Identifiability gate sweep and per-scene scatter — *Figure 7.* Left: mean PSNR as a function of the gate threshold \tau on \log_{10}\kappa. Best \tau^\star = 1.37 achieves essentially zero advantage over sequential-only. Right: per-scene joint-minus-sequential gain vs \log_{10}\kappa. The expected monotone relationship is absent — moon sits in the bottom-left, opposite to what the gate hypothesis predicts.

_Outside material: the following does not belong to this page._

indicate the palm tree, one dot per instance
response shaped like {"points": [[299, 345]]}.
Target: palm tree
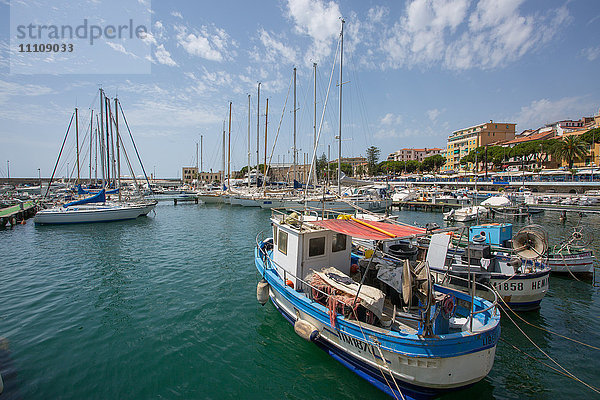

Conclusion and future work

We presented our framework, a single-stage compressive-sensing formulation that recovers a sparse reflectance image and a smooth illumination field simultaneously, replacing the conventional sequential CS-then-ISP ordering. The joint objective is block-convex with a fast FISTA inner loop and a closed-form ridge step on the illumination, and the c-step can be deep-unfolded into a learned K-layer LISTA. On a 5-scene 8\times-illumination-gradient benchmark the joint pipeline outperforms a strong sequential baseline by up to 4.7 dB on textured scenes; the LISTA inner solver matches at K{=}10 what FISTA needs 22 iterations to reach.

Limitations

Scene-energy-dependent failure. On near-uniform scenes the c-step on a near-zero patch yields tiny rows of B, noise dominates the g-update, and the joint pipeline degrades by {\sim}8 dB. We originally hypothesized this was a B^\top B conditioning issue but the identifiability-gate study falsifies that hypothesis. The correct gate signal is the magnitude of the first c-step's reconstruction, not its conditioning.
PSNR ceiling from basis mismatch. Above {\sim}20 dB SNR the reconstruction PSNR plateaus at {\sim}17 dB regardless of additional noise headroom — the fixed 2D-DCT is the bottleneck.
Block-coordinate non-convexity. The scheme is non-convex jointly and could converge to a local minimum if initialized poorly.
1D illumination model. The per-column gain is sufficient for the horizontal gradient we study but inadequate for a fully 2D vignette or color-channel cross-talk.
ADMM tuning. Fixed \rho = 1.0 destabilizes ADMM at very low noise.
LISTA generalization. LISTA was trained on synthetic sparse c at fixed sparsity and SNR.
Hardware validation. All measurements are simulated (Gaussian CS); a real optical capture remains future work.

Future work

Replace the fixed 2D-DCT with a learned overcomplete dictionary via K-SVD — the most direct route to lifting the {\sim}17 dB ceiling. A non-negative variant (NMF) would additionally enforce the physical non-negativity of g for hyperspectral or radiometric data.
Build a scene-energy identifiability gate that thresholds the first c-step's \|\hat{s}\|_2 (rather than the \kappa-gate falsified in the identifiability-gate study) and falls back to sequential when below threshold.
Replace the diagonal illumination matrix with a learned spatially-varying point-spread function — would let our framework would jointly deblur, denoise, and white-balance, and would likely fix the moon-failure mode by sharing information across columns.
Deep-unfold the outer block-coordinate loop — not just the c-step — so learned thresholds depend on the current illumination estimate.
Implement A in physical optical hardware (coded apertures, metasurfaces) to close the loop from algorithm to camera.

Acknowledgements

This work was carried out as a final project for ENGS 109 (High-dimensional Sensing and Learning) at Dartmouth College.